The median age in the village was 37.8 years. 24.9% of residents were under the age of 18; 8.1% were between the ages of 18 and 24; 23.1% were from 25 to 44; 31.2% were from 45 to 64; and 12.5% were 65 years of age or older. The gender makeup of the village was 53.0% male and 47.0% female.

===2000 census===
As of the census of 2000, there were 294 people, 106 households, and 85 families living in the village. The population density was 1,014.4 PD/sqmi. There were 110 housing units at an average density of 379.5 /sqmi. The racial makeup of the village was 99.66% White, and 0.34% Asian.

There were 106 households, out of which 33.0% had children under the age of 18 living with them, 62.3% were married couples living together, 13.2% had a female householder with no husband present, and 18.9% were non-families. 16.0% of all households were made up of individuals, and 9.4% had someone living alone who was 65 years of age or older. The average household size was 2.77 and the average family size was 2.99.
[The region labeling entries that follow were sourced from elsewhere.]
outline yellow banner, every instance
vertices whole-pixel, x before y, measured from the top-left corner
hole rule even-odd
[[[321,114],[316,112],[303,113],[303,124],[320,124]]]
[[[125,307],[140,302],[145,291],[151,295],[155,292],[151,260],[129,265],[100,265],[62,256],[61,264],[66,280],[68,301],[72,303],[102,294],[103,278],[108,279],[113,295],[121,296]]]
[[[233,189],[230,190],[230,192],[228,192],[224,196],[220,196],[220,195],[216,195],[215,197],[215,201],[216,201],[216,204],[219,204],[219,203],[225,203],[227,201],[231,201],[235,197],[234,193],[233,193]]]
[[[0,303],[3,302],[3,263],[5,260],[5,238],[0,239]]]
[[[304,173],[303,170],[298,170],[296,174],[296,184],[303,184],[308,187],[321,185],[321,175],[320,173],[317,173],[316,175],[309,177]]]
In the village the population was spread out, with 26.5% under the age of 18, 7.5% from 18 to 24, 28.2% from 25 to 44, 24.5% from 45 to 64, and 13.3% who were 65 years of age or older. The median age was 35 years. For every 100 females, there were 101.4 males. For every 100 females age 18 and over, there were 92.9 males.

The median income for a household in the village was $32,857, and the median income for a family was $34,583. Males had a median income of $34,167 versus $18,594 for females. The per capita income for the village was $13,892. About 5.9% of families and 10.3% of the population were below the poverty line, including 10.2% of those under the age of eighteen and 5.3% of those 65 or over.